Personalidad y educación

   En este artículo su autor se centra en una original concepción de la personalidad -la personalidad cinco estrellas- y en su cultivo desde la institución escolar. En su opinión, la escuela actual no cuenta con una teoría de la personalidad suficientemente sólida y aceptada que guíe la acción formativa de los educadores. Sin soslayar las características de cada etapa del desarrollo y otros poderosos condicionantes, el autor del texto proporciona una visión armónica de la personalidad que permite orientar la formación entreverada de cinco aspectos básicos: sensibilidad, apertura, cordialidad, respeto y responsabilidad, garantes del despliegue personal saludable y de la convivencia.  

   Aunque en el lenguaje coloquial se dice, en ocasiones, de alguien que “tiene mucha personalidad” o que “carece de personalidad”, se trata de expresiones imprecisas desde la perspectiva psicológica, pues toda persona, más allá de la nitidez de su manera de ser o de su atractivo, tiene personalidad. En aras del rigor, ha de señalarse que la personalidad es el conjunto de rasgos individuales que se poseen y que explican la manera habitual de comportarse.  

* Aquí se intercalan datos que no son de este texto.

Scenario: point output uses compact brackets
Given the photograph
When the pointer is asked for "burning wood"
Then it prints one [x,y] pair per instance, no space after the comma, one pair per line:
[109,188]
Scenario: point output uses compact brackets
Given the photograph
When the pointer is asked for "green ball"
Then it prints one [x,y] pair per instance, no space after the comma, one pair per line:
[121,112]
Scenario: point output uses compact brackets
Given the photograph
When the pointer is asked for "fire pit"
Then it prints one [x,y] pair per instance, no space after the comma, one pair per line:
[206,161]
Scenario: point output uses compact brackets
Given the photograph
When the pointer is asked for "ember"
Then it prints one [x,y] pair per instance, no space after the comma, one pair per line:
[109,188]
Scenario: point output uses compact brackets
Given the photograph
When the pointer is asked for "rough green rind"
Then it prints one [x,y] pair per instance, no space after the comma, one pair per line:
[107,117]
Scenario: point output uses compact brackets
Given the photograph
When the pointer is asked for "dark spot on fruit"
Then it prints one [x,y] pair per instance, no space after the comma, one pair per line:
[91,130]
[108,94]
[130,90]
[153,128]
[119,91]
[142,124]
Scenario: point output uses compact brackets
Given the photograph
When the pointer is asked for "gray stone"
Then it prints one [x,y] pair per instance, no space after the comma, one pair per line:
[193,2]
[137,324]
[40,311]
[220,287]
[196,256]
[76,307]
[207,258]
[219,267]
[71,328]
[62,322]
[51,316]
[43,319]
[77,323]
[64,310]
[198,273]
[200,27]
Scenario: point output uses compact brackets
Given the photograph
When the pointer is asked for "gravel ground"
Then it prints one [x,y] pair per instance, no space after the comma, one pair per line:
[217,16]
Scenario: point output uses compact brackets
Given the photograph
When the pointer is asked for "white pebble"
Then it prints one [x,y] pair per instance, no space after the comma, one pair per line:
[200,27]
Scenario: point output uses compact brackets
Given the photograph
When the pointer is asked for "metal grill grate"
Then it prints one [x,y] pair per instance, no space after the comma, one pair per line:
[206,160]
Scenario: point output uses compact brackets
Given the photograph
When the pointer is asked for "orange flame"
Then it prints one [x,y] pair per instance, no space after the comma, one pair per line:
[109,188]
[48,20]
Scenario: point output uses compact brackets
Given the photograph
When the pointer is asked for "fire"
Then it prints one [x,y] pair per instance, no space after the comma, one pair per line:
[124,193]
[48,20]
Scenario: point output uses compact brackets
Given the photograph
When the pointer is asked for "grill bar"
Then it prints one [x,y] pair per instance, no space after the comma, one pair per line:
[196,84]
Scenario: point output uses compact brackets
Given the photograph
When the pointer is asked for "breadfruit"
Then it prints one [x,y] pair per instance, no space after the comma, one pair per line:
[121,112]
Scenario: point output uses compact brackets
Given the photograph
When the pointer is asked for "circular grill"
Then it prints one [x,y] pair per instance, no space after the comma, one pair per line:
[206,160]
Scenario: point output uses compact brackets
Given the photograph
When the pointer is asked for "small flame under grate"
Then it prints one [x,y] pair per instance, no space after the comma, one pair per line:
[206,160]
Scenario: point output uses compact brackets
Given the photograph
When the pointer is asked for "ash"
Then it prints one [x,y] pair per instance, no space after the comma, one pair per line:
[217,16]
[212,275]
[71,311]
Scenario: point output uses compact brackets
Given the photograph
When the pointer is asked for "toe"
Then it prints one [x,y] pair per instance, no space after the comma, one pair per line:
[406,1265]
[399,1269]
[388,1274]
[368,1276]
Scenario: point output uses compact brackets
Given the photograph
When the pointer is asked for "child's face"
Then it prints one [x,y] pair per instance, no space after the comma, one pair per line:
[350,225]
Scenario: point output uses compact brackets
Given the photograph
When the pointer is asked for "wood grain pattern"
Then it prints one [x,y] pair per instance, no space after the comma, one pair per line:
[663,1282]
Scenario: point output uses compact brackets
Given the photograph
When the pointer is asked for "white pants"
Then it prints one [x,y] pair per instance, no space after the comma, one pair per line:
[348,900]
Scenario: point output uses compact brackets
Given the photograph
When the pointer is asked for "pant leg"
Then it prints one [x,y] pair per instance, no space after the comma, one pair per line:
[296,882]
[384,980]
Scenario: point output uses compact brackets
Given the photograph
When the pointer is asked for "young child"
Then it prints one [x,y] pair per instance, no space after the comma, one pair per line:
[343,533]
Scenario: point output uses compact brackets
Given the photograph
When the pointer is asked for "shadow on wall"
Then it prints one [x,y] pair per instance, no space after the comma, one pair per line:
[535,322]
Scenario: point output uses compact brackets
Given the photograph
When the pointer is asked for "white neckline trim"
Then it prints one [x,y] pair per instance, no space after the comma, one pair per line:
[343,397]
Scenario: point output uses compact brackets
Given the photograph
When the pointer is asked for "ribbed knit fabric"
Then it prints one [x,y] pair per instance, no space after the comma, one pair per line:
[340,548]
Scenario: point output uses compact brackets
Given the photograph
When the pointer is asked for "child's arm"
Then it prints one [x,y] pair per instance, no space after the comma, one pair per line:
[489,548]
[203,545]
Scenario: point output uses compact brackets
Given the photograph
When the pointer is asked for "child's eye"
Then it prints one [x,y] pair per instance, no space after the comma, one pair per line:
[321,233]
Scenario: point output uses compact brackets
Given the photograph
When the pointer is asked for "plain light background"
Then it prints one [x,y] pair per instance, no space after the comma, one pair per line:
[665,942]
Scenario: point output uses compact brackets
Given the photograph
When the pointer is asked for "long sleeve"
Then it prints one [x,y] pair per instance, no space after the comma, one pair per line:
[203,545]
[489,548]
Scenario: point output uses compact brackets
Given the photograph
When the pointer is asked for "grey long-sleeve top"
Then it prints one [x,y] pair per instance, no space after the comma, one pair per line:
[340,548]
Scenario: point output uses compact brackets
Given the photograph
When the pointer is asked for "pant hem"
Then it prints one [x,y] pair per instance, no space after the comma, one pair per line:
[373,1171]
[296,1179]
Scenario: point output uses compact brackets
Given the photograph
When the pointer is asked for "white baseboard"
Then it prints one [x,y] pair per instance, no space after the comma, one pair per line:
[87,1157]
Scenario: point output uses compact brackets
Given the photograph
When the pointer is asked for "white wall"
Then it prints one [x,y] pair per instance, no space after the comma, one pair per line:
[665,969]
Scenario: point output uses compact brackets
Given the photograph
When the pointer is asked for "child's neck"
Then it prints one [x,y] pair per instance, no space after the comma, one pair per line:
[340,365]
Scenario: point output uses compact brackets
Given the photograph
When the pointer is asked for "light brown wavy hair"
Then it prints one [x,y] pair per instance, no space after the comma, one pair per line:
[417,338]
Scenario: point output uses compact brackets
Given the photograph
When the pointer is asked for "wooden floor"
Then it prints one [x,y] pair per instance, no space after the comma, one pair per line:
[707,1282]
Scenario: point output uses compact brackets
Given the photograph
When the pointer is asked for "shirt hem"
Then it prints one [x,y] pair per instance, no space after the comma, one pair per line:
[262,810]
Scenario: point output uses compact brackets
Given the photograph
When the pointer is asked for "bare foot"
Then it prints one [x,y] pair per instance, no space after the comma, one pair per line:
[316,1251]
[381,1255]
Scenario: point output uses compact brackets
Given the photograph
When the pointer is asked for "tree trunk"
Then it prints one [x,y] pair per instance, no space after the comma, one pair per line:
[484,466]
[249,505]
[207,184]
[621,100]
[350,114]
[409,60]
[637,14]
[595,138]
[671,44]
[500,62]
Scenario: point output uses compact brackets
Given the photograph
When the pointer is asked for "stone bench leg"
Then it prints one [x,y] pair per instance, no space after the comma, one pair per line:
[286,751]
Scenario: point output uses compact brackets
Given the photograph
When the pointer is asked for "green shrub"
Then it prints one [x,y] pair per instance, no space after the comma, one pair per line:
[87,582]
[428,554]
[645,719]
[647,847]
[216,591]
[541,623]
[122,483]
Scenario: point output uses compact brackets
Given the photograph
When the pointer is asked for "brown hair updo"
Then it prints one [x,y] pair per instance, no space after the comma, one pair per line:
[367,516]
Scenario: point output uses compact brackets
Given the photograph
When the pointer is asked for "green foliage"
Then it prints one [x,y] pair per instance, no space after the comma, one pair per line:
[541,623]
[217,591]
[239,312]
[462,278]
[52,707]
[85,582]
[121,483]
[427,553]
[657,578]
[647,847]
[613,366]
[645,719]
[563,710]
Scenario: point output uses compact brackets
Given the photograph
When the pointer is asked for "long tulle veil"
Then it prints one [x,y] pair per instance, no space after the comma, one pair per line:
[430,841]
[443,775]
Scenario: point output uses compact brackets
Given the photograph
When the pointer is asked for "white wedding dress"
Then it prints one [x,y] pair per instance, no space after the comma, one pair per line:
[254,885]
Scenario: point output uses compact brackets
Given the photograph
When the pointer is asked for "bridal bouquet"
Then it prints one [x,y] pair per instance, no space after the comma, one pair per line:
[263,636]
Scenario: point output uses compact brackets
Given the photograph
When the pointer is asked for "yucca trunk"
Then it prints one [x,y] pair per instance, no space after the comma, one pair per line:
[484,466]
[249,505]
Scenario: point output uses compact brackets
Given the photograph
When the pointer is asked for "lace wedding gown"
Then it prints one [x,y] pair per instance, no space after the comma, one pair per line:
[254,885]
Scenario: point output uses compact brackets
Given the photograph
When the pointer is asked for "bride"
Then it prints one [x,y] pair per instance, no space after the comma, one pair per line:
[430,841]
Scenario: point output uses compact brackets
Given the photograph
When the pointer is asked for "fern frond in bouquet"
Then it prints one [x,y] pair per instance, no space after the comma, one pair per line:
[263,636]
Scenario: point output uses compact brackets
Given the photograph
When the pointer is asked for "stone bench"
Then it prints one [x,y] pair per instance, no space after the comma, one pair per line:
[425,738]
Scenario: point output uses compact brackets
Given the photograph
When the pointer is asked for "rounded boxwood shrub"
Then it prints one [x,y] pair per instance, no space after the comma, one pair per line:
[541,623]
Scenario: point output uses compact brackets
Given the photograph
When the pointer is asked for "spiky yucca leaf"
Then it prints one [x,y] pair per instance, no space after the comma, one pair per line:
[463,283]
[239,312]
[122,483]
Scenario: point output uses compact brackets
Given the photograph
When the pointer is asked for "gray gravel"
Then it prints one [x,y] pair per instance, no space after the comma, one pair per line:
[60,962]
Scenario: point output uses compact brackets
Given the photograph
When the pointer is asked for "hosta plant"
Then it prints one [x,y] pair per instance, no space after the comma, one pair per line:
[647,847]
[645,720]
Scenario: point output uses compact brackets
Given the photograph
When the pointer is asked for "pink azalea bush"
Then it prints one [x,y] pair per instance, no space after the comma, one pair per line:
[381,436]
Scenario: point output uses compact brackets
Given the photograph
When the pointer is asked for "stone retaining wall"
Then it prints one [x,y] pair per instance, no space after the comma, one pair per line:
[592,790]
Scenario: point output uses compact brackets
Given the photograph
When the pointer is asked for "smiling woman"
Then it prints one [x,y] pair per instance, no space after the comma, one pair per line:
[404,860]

   Aun cuando engloba aspectos morfológicos, generalmente se refiere a la estructura psicológica, esto es, a la dimensión intelectual, afectiva y volitiva, de ahí que se manifieste en los pensamientos, sentimientos, deseos y, por supuesto, en las acciones. La personalidad constituye una globalidad dinámica y adaptativa. Es el resultado de los factores hereditarios y ambientales. Es relativamente estable y consistente, pero también experimenta cambios más o menos significativos, por ejemplo, en función de los acontecimientos biográficos. En contra de lo planteado por alguna concepción psicológica, la personalidad no está determinada, lo que nos lleva, por un lado, a reconocer el valor de la libertad, por más que haya limitaciones, y, por otro, a insistir en la posibilidad de mejora individual.

    Entre las condiciones que poseen mayor potencia modeladora de la personalidad se encuentra, sin duda alguna, la educación. El legado genético no fija el camino a seguir. El ser humano, a diferencia de los animales o de las máquinas, es capaz de trazar su propio rumbo con libertad. Enlazando con esta bella noción, aunque pese a los partidarios de planteamientos pedagógicos mecanicistas y sombríos, la educación se alza como la genuina impulsora de la autonomía responsable.

    La personalidad es como una semilla que, si bien contiene el embrión de la futura planta, requiere un terreno adecuado y condiciones idóneas para desarrollarse. Pues bien, la educación ofrece esa posibilidad acrecentadora y emancipadora. Afirmación a la que nada se puede objetar y que, en cambio, admite numerosas matizaciones, pues cómo entienda cada cual qué es la educación es algo que nos llevaría a un tratado interminable repleto de múltiples discusiones.

    Retomando el hilo discursivo, se advierte que no es suficiente con nacer con buenas cualidades físicas o psicológicas. Se precisa, además, administrar de la mejor manera la herencia, para que se rentabilice y no se derroche. Aunque no me gusta utilizar metáforas económicas, creo que al estirar el tropo se observa con claridad que la educación es una buena inversión personal, la mejor de las posibles.  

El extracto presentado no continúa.